By order of the Board
Xingye Alloy Materials Group Limited
Hu Minglie
Chief Executive Officer and Executive Director
Hong Kong, 30 April 2025
NOTICE OF ANNUAL GENERAL MEETING
Notes:
-
Any member of the Company entitled to attend and vote at the above meeting of the Company is entitled to appoint a proxy to attend and vote instead of him. A member of the Company who is the holder of two or more Shares may appoint more than one proxy to represent him and vote on his behalf at the above meeting of the Company. A proxy need not be a member of the Company.
-
To be valid, the form of proxy together with any power of attorney or other authority (if any) under which it is signed, or a certified copy thereof, must be deposited at the Company's branch share registrar and transfer office, Tricor Investor Services Limited, at 17/F, Far East Finance Centre, 16 Harcourt Road, Hong Kong not less than 48 hours (i.e. before 10:00 a.m. on 11 June 2025, Hong Kong time) before the time appointed for holding the meeting or any adjourned meeting thereof.
-
Completion and return of the form of proxy will not preclude a member of the Company from attending and voting in person at the meeting or any adjournment thereof and in such event, the form of proxy shall be deemed to be revoked.
-
Where there are joint holders of any Share, any one of such joint holder may vote at the meeting, either in person or by proxy, in respect of such Share as if he were solely entitled thereto, but if more than one of such joint holders be present at the meeting, the vote of the senior who tenders a vote, whether in person or by proxy, shall be accepted to the exclusion of the votes of the other joint holders, and for this purpose seniority shall be determined by the order in which the names stand in the register of members of the Company in respect of the joint holding.
-
For determining the identity of Shareholders who are entitled to attend and vote at forthcoming annual general meeting, the register of members of the Company will be closed from 10 June 2025 to 13 June 2025, both days inclusive, during which period no transfer of Shares will be registered. In order to be eligible to attend and vote at the forthcoming annual general meeting, all share transfers, accompanied by the relevant share certificates, must be lodged with the Company's branch share registrar and transfer office, Tricor Investor Services Limited, at 17/F, Far East Finance Centre, 16 Harcourt Road, Hong Kong for registration no later than 4:30 p.m. on 9 June 2025.
-
With regard to item No. 2(a) in this notice, the Board proposes that the retiring Directors namely, Mr. Zhu Wenjun and Dr. Lou Dong be re-elected as Directors.
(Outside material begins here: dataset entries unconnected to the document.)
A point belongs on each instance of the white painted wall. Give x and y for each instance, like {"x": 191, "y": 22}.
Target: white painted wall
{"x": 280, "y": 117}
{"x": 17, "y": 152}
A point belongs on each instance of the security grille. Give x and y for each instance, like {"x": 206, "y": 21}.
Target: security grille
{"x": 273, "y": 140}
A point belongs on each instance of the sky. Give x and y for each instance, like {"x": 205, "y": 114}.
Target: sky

With regard to item No. 2(b) in this notice, the Board proposes that Ms. Zhao Yan be appointed as an independent non-executive Director. Details of these retiring Directors and the independent non-executive Director are set out in Appendix II to the circular to Shareholders dated 30 April 2025.
-
The granting of the Issue Mandate as set out in ordinary resolution No. 4 in the Notice of AGM, if approved by the Shareholders, may be used by the Director for issuing new Shares under the "The Xingye Copper Share Award Scheme" (the "share award scheme") pursuant to the announcement of the Company dated 18 April 2016, the maximum number of Shares which may be issued under the Issue Mandate for the share award scheme is 16,222,319, representing 2% of total issued Shares as at the date of adoption of the share award scheme on 18 April 2016.
As at the date of this Notice of AGM, the executive Directors are Mr. Hu Changyuan, Mr. Hu Minglie and Mr. Zhu Wenjun; and the independent non-executive Directors are Mr. Chai Chaoming, Dr. Lou Dong and Ms. Lu Hong.